Une expérimentation concertée avec les syndicats

En pratique, les remplaçants mobilisés au sein de cette "brigade" rejoindront un établissement à proximité de leur domicile, où ils disposeront de matériel mis à disposition par l'Éducation nationale. Ordinateur, micro, caméra... De l'autre côté, les élèves seront quant à eux encadrés par des surveillants (les AED, comme on les nomme dans le jargon). Des personnels chargés entre autres d'éviter les bavardages, de faire l'interface avec le professeur ainsi que de gérer d'éventuels problèmes techniques. Si les effectifs de remplaçants sont insuffisants dans les établissements, des recrutements spécifiques sont possibles, nous indique-t-on.

Le dispositif n'a "pas vocation à durer dans le temps", insiste l'académie de Nancy-Metz, qui met en avant la dimension expérimentale de cette initiative : "Elle ne concerne que sept profs sur les 32.000 que nous dénombrons chez nous dans le secondaire." Dans des matières telles que les maths, l'anglais, mais aussi l'histoire-géo, l'allemand ou le français. "Sur le plan pédagogique, ça n'aurait pas de sens de pérenniser ce dispositif", poursuit l'académie, qui assume vouloir avant tout éviter que les élèves se retrouve sans enseignants pendant plusieurs semaines. La durée de l'expérimentation sera d'ailleurs de deux ans au maximum. 

Des critiques ont fusé contre le ministère à l'annonce de cette expérience, mais l'académie insiste sur le fait que les syndicats ont été consultés avant sa mise en œuvre. Tout a été débattu lors d'un CTA, un "comité technique académique" qui "réunit le rectorat et les partenaires sociaux". À l'issue des discussions, les syndicats s'étaient alors abstenus. Dans l'Éducation nationale, une abstention a un goût de soutien, glisse-t-on avec malice. 

Si la mise en place d'une telle brigade met en lumière les difficultés à trouver des professeurs et à valoriser cette profession, on estime aussi du côté de Nancy-Metz que cela met en lumière le déficit d'attractivité de toute une région. "On le retrouve dans d’autres secteurs : prenez les chauffeurs de cars scolaires par exemple, il est difficile aujourd'hui de recruter des volontaires pour ces postes.
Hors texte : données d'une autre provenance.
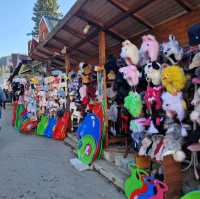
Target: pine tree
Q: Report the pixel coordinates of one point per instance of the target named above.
(44, 8)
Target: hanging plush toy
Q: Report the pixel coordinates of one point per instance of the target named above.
(153, 72)
(130, 53)
(195, 114)
(131, 74)
(133, 104)
(153, 96)
(173, 79)
(174, 103)
(149, 50)
(172, 50)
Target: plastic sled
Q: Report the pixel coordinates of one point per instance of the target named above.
(49, 130)
(15, 104)
(149, 181)
(86, 149)
(161, 188)
(135, 181)
(192, 195)
(90, 126)
(20, 109)
(42, 125)
(62, 127)
(28, 126)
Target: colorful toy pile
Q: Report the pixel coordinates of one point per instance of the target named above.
(141, 185)
(39, 106)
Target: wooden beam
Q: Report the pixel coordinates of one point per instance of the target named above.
(87, 39)
(77, 34)
(102, 61)
(132, 12)
(184, 4)
(65, 43)
(94, 22)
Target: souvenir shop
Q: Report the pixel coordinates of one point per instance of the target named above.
(144, 95)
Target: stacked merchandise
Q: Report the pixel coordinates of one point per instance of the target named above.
(40, 104)
(86, 112)
(152, 98)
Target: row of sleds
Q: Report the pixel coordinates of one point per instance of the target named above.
(52, 127)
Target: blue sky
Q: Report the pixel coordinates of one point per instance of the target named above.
(15, 23)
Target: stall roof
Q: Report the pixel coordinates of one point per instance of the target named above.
(118, 18)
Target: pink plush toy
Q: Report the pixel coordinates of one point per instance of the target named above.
(153, 94)
(130, 53)
(150, 46)
(131, 74)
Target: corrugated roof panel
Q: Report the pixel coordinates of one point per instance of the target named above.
(161, 11)
(130, 24)
(101, 9)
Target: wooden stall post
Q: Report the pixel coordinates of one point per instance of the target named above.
(67, 69)
(102, 61)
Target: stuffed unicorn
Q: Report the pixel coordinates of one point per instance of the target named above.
(172, 50)
(130, 53)
(150, 48)
(131, 74)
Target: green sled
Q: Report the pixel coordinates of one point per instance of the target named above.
(87, 141)
(20, 109)
(42, 125)
(192, 195)
(134, 181)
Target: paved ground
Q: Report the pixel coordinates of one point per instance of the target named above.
(38, 168)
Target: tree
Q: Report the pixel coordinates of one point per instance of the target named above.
(44, 8)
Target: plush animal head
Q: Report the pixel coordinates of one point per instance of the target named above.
(131, 74)
(173, 79)
(150, 47)
(153, 72)
(172, 50)
(130, 53)
(174, 103)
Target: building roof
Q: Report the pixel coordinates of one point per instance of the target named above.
(119, 19)
(51, 22)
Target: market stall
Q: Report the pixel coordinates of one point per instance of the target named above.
(142, 93)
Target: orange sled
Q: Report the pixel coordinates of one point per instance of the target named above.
(28, 126)
(62, 127)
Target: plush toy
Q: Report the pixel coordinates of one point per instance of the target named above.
(146, 146)
(173, 147)
(153, 96)
(133, 104)
(174, 103)
(131, 74)
(150, 47)
(130, 53)
(195, 114)
(121, 87)
(172, 50)
(153, 72)
(173, 79)
(195, 61)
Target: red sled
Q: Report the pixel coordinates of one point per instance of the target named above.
(62, 127)
(29, 126)
(14, 112)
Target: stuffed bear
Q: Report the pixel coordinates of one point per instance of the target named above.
(195, 114)
(149, 50)
(152, 72)
(130, 53)
(172, 50)
(131, 74)
(174, 103)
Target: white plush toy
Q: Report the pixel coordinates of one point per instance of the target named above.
(172, 50)
(130, 53)
(174, 103)
(195, 114)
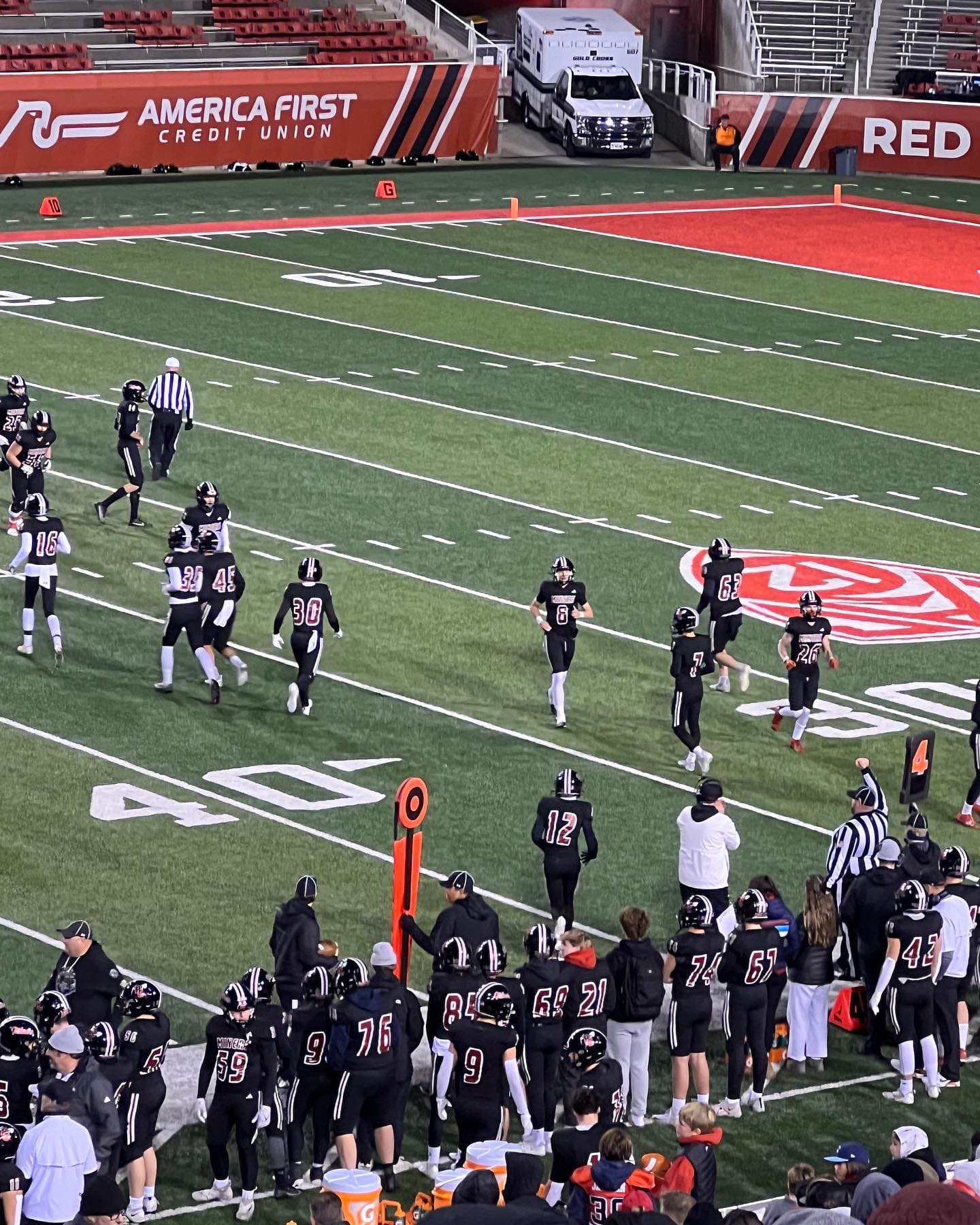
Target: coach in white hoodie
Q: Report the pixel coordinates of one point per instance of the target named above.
(707, 837)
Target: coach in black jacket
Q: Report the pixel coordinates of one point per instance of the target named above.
(467, 915)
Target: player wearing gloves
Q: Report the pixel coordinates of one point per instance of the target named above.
(243, 1061)
(483, 1054)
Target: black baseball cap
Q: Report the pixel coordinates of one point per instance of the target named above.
(459, 881)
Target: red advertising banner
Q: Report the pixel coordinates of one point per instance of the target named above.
(892, 135)
(56, 122)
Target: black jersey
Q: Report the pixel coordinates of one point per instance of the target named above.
(242, 1059)
(479, 1060)
(35, 446)
(451, 998)
(806, 641)
(723, 581)
(557, 827)
(220, 578)
(12, 416)
(16, 1075)
(364, 1033)
(696, 960)
(43, 534)
(690, 659)
(750, 957)
(559, 600)
(127, 423)
(144, 1044)
(308, 604)
(309, 1041)
(918, 937)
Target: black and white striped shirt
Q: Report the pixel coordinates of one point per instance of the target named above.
(172, 392)
(855, 843)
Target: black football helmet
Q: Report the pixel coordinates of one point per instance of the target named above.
(955, 862)
(21, 1036)
(206, 495)
(134, 392)
(455, 956)
(259, 984)
(585, 1045)
(912, 896)
(140, 996)
(315, 985)
(696, 912)
(10, 1139)
(569, 784)
(751, 906)
(491, 957)
(50, 1007)
(352, 973)
(235, 1001)
(101, 1041)
(494, 1002)
(539, 941)
(310, 571)
(811, 600)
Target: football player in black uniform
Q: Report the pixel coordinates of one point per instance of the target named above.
(723, 578)
(690, 966)
(269, 1016)
(42, 539)
(747, 966)
(800, 647)
(243, 1061)
(12, 412)
(561, 819)
(559, 604)
(453, 995)
(363, 1039)
(308, 602)
(20, 1053)
(29, 457)
(912, 966)
(208, 512)
(144, 1045)
(545, 981)
(184, 575)
(222, 587)
(690, 659)
(955, 865)
(129, 440)
(484, 1055)
(585, 1054)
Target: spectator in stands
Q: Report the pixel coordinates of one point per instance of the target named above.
(725, 141)
(811, 972)
(637, 970)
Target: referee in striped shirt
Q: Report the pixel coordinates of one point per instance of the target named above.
(855, 845)
(172, 399)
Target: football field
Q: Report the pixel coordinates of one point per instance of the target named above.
(436, 402)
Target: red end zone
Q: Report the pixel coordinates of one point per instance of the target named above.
(928, 249)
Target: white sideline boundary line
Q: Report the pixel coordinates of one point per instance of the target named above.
(134, 974)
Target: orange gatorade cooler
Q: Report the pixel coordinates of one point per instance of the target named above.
(359, 1191)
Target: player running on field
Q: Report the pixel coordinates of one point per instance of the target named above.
(800, 647)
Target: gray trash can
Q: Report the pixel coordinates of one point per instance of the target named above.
(845, 161)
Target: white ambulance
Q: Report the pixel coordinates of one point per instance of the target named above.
(576, 75)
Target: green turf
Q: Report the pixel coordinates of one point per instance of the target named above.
(441, 408)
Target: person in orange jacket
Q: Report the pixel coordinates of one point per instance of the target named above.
(695, 1169)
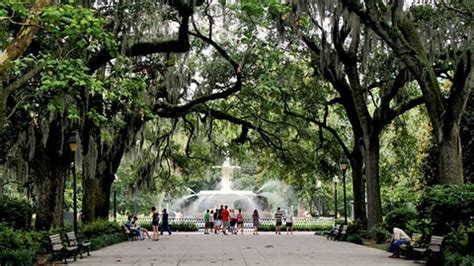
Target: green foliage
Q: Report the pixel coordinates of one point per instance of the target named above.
(460, 240)
(107, 240)
(403, 217)
(456, 259)
(445, 207)
(16, 257)
(99, 228)
(16, 213)
(381, 234)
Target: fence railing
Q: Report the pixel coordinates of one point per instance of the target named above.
(298, 222)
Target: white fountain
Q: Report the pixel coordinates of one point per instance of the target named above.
(234, 199)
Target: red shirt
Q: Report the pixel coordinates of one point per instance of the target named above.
(225, 215)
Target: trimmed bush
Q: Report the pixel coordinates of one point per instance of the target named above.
(17, 257)
(445, 207)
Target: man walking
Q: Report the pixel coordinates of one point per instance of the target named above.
(164, 223)
(225, 220)
(278, 220)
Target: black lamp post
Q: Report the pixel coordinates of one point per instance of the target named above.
(344, 164)
(318, 188)
(336, 180)
(73, 146)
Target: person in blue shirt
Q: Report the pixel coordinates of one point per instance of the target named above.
(164, 223)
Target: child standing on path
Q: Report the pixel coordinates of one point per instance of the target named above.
(240, 222)
(278, 221)
(206, 222)
(289, 223)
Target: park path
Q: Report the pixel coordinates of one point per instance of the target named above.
(302, 248)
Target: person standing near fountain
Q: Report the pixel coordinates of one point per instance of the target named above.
(240, 222)
(206, 222)
(155, 221)
(289, 223)
(225, 220)
(256, 221)
(216, 220)
(164, 223)
(278, 220)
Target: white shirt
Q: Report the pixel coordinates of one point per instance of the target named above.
(399, 234)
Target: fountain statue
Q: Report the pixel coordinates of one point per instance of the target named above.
(211, 199)
(272, 194)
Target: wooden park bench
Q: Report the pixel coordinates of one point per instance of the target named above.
(406, 250)
(73, 241)
(333, 233)
(342, 234)
(433, 249)
(131, 234)
(59, 249)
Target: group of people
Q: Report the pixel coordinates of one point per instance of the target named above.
(155, 223)
(134, 227)
(231, 220)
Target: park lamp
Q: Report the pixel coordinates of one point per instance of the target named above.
(72, 143)
(344, 163)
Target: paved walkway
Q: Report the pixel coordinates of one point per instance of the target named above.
(264, 249)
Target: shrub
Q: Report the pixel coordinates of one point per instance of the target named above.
(99, 228)
(404, 217)
(445, 207)
(107, 240)
(16, 257)
(455, 259)
(381, 234)
(15, 212)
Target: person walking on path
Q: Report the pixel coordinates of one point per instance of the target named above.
(164, 223)
(211, 221)
(278, 221)
(240, 222)
(216, 220)
(289, 223)
(155, 221)
(225, 220)
(256, 221)
(399, 237)
(233, 221)
(206, 222)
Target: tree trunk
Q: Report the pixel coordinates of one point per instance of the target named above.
(450, 159)
(358, 184)
(50, 179)
(374, 205)
(96, 204)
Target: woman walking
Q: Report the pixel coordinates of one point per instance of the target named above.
(256, 221)
(155, 221)
(240, 222)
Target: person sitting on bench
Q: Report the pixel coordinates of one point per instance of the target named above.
(399, 237)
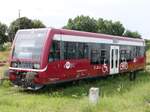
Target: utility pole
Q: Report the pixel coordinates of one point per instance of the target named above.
(19, 13)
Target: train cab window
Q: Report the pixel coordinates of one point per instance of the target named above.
(82, 50)
(95, 54)
(70, 50)
(54, 53)
(103, 58)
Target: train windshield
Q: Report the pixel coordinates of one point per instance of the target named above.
(29, 44)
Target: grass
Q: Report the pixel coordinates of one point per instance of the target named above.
(117, 94)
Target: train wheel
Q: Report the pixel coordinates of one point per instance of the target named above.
(132, 76)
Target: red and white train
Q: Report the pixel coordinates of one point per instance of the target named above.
(47, 56)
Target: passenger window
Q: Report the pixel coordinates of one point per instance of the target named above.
(70, 50)
(54, 54)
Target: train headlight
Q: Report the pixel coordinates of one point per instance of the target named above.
(36, 66)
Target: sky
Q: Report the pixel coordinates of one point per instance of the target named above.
(133, 14)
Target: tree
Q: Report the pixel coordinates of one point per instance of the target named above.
(82, 23)
(37, 24)
(129, 33)
(20, 23)
(3, 33)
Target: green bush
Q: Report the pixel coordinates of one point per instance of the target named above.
(5, 46)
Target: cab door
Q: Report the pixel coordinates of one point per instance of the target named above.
(114, 59)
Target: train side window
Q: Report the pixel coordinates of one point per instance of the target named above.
(82, 50)
(95, 57)
(70, 50)
(54, 51)
(103, 58)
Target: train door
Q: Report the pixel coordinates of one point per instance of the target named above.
(114, 59)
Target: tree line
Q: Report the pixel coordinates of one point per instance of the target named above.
(80, 23)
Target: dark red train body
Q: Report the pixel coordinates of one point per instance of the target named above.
(44, 56)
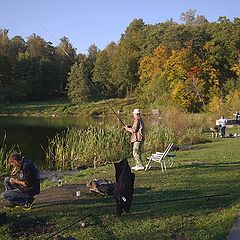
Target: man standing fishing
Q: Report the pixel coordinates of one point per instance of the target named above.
(137, 139)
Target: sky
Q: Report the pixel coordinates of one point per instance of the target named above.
(99, 22)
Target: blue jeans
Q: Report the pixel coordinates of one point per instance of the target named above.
(14, 194)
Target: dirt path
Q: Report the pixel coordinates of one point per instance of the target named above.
(63, 193)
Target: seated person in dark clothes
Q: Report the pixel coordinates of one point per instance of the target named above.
(23, 185)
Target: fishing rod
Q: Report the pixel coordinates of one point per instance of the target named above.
(103, 96)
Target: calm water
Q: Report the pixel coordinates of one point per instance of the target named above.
(31, 134)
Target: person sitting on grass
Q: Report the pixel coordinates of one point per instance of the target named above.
(23, 185)
(222, 124)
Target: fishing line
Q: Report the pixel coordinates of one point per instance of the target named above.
(103, 96)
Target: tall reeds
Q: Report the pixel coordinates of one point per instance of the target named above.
(93, 146)
(4, 155)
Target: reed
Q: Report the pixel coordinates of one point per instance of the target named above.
(4, 155)
(93, 146)
(99, 145)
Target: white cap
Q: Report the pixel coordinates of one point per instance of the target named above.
(136, 110)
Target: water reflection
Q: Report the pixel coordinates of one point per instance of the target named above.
(31, 133)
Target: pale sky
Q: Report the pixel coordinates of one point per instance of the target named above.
(86, 22)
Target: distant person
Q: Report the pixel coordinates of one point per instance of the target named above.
(237, 115)
(215, 131)
(222, 124)
(23, 184)
(137, 139)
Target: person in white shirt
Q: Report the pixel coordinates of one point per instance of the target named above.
(222, 124)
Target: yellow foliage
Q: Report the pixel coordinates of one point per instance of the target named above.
(215, 104)
(233, 99)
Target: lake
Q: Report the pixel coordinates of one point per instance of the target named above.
(31, 133)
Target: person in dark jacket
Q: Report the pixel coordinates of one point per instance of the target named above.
(23, 186)
(123, 192)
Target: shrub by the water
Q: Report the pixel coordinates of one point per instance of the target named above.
(92, 146)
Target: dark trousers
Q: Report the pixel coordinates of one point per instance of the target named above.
(14, 194)
(222, 131)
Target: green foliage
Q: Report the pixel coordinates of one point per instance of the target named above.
(35, 70)
(102, 74)
(92, 146)
(78, 84)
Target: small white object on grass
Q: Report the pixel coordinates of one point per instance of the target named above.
(83, 224)
(78, 193)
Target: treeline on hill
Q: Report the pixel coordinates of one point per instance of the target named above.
(194, 65)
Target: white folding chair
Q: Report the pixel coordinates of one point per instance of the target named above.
(159, 157)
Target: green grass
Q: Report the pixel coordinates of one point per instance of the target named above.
(63, 107)
(206, 169)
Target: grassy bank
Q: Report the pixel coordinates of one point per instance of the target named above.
(63, 107)
(206, 169)
(96, 146)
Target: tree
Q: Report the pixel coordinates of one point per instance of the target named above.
(102, 74)
(78, 89)
(126, 62)
(65, 57)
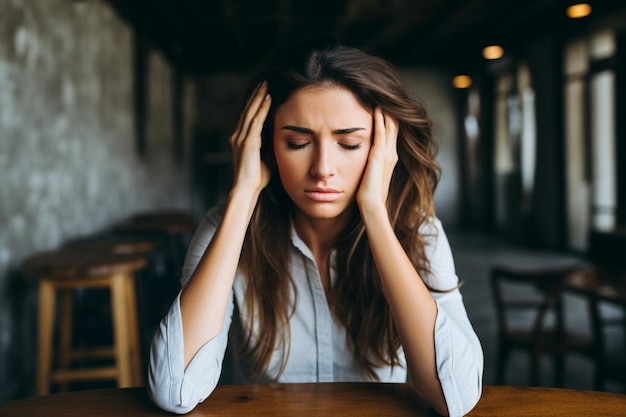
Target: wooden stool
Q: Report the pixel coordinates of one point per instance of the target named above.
(67, 270)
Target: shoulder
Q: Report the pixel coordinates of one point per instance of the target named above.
(438, 252)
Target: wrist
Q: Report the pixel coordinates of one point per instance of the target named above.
(244, 197)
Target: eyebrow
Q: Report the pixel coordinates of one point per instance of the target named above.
(307, 131)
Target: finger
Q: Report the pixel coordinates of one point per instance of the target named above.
(379, 128)
(258, 100)
(391, 131)
(235, 137)
(255, 126)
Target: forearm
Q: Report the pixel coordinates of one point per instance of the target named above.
(412, 306)
(204, 299)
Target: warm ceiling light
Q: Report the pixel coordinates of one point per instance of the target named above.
(577, 11)
(493, 52)
(462, 81)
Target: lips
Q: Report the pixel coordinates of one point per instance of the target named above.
(322, 194)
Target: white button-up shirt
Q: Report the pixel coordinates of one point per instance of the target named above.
(318, 348)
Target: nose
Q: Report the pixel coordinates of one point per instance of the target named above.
(322, 165)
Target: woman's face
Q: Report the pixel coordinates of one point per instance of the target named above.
(322, 138)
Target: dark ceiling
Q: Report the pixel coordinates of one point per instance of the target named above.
(203, 36)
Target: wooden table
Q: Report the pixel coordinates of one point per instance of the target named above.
(324, 399)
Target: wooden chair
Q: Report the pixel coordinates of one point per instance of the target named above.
(64, 271)
(603, 288)
(546, 333)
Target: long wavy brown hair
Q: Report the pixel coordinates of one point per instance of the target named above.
(356, 299)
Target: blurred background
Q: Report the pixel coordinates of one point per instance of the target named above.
(115, 109)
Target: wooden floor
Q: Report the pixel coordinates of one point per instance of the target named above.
(474, 255)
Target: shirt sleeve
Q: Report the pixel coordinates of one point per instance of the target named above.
(459, 354)
(170, 385)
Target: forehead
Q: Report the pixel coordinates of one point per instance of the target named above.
(314, 104)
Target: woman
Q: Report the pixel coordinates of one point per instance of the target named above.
(327, 262)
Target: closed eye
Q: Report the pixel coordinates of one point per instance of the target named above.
(350, 147)
(292, 145)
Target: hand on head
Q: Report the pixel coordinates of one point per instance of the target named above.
(250, 170)
(381, 162)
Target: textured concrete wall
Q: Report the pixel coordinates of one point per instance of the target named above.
(68, 164)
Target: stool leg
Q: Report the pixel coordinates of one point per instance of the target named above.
(46, 323)
(65, 332)
(121, 331)
(133, 328)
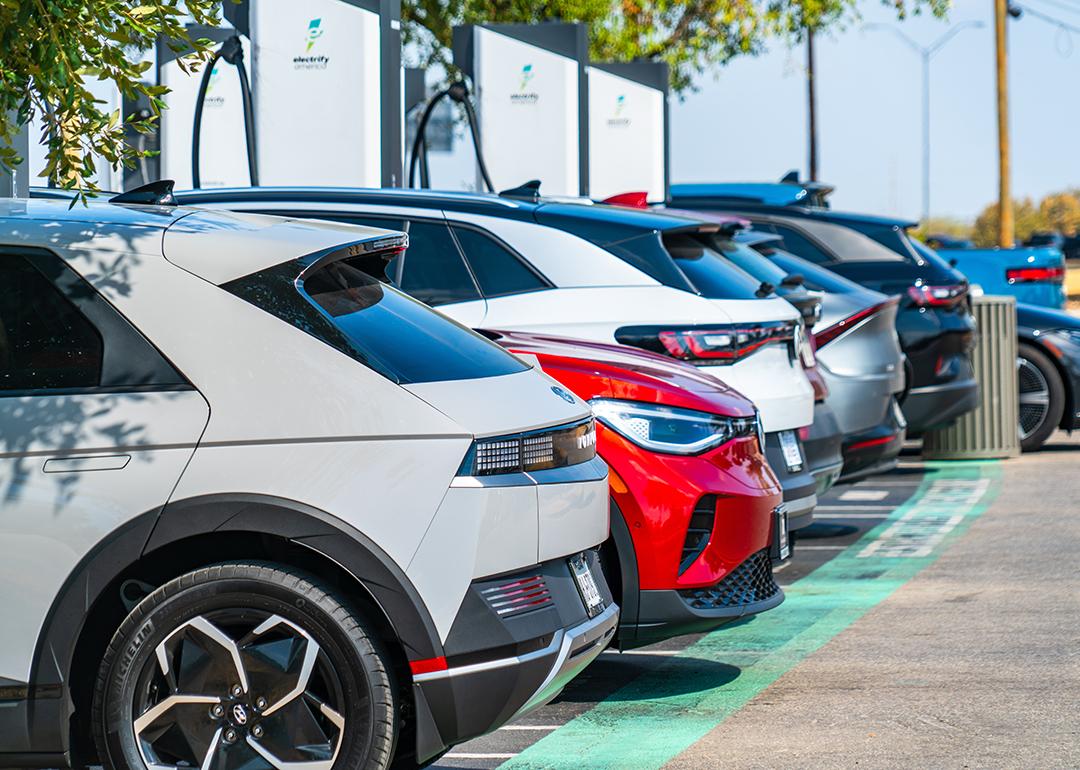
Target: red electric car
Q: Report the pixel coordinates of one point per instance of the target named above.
(697, 513)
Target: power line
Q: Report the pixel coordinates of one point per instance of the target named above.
(1062, 5)
(1050, 19)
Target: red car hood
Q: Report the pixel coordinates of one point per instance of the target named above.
(599, 370)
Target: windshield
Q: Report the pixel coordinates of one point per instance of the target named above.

Sans même parler des médecins, qui sont peu attirés par une implantation dans les zones rurales." Pour encourager de nouvelles vocations, notons que le nouveau ministre de l'Éducation, Pap Ndiaye, a annoncé il y a peu sa volonté de porter à "au moins 2000 euros nets par mois", le salaire de tous les jeunes enseignants, et ce dès 2023.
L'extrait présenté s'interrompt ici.